Bajo las condiciones presentes, el viejo sueño de la representación plena se terminó. No se trata entonces, y simplemente, de que en el Congreso nos encontraremos (como siempre) con algunos representantes corruptos, o ineficientes, o mal formados. Todo eso es y será cierto, pero hay un problema mayor, de carácter estructural: en estas nuevas condiciones económicas, sociales, culturales, personales, ya no es posible, en los viejos términos, la representación. Tenemos que asumir que no será posible, a futuro, lo que fuera posible décadas atrás. Tenemos que asumir que la época de los partidos políticos, en buena medida, concluyó, y que ya no habrá forma de “revivirlos”, por más esfuerzos que hagamos. De allí que el Congreso -en nuestro país, como en una mayoría de otros- aparezca deslucido, autonomizado del resto de la sociedad: la ciudadanía sabe que no tiene mayor decisión ni control sobre lo que ocurre allí dentro. De ahí que resulte cada vez más habitual la presencia de Ejecutivos caprichosos, discrecionales, arbitrarios: nuestros Presidentes saben que para todos nosotros resulta muy difícil ponerles freno, mientras que ellos disponen de medios de coerción y dinero, con los que pueden “erosionar” o “comprar” a los organismos y funcionarios destinados a controlarlos.  De ahí, también, la emergencia de grupos de interés (legales e ilegales) con la capacidad de influir o, directamente, colonizar a sectores de gobierno.

En un contexto semejante, la situación que nos toca, como ciudadanos, es demasiado difícil y poco promisoria, ya que los canales institucionales con los que contamos, simplemente, no responden a nuestras requisiciones. En esas condiciones, más bien extremas, y para no caer en un pesimismo paralizante, me animaría a ofrecer, al menos, dos consejos.
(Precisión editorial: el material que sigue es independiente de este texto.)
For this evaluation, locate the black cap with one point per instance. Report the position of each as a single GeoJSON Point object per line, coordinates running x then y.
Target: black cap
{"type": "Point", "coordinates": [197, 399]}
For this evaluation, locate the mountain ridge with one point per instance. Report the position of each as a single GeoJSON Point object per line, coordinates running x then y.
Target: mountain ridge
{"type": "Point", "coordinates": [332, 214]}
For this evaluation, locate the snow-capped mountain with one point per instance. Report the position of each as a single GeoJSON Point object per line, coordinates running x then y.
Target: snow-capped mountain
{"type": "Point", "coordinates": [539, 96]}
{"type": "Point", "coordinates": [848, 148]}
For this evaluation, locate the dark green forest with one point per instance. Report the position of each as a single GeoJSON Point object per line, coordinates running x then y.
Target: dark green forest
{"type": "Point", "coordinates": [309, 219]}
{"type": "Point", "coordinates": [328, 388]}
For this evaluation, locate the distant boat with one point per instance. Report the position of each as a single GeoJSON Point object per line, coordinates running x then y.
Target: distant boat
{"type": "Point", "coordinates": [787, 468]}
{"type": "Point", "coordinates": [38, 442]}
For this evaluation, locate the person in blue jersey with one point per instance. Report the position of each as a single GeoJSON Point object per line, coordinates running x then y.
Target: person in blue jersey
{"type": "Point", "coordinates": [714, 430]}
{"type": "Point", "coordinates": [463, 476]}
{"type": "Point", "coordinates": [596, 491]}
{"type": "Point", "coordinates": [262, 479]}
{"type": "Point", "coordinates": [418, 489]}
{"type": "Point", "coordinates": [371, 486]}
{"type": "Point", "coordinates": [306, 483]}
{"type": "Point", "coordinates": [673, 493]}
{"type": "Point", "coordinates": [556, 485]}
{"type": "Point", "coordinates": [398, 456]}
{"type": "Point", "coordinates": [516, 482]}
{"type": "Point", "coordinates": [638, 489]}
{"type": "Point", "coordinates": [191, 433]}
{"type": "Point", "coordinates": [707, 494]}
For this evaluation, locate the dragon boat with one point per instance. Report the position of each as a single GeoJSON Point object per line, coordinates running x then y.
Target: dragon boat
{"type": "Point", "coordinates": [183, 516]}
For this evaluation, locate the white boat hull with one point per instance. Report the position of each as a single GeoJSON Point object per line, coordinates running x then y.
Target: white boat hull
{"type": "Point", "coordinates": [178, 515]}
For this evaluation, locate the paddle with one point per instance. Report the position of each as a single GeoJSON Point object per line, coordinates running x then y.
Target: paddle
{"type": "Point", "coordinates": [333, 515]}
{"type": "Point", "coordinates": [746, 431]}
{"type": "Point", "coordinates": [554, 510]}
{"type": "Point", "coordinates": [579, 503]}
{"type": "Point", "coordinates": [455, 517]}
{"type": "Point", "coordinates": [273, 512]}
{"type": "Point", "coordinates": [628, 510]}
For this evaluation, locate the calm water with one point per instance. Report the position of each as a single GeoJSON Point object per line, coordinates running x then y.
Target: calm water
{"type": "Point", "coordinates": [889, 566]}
Primero: no ceder a la extorsión del poder. Atenernos a la legalidad, aceptar la derrota, comportarse democráticamente, no requiere que perdamos capacidad crítica, ni mucho menos que nos dobleguemos ante los deseos de quien ha ganado. Necesitamos mantener siempre la sospecha despierta, sobre todas las iniciativas de cualquier gobernante, habitualmente destinadas (antes que al “interés común”) a perpetuarse en el cargo. Por eso el valor de preguntar, indagar, exigir, criticar. Segundo: tener claro la dirección principal -básica- hacia donde marchamos, y resistir cualquier iniciativa orientada en contrario. Necesitamos, necesitaremos siempre, más controles, y no menos; menos discrecionalidad en quienes deciden; más herramientas que nos aseguren la voz, la palabra, los argumentos. Democracia es mucho más que lo que tenemos: no sólo el voto cada dos años, no sólo el aplauso.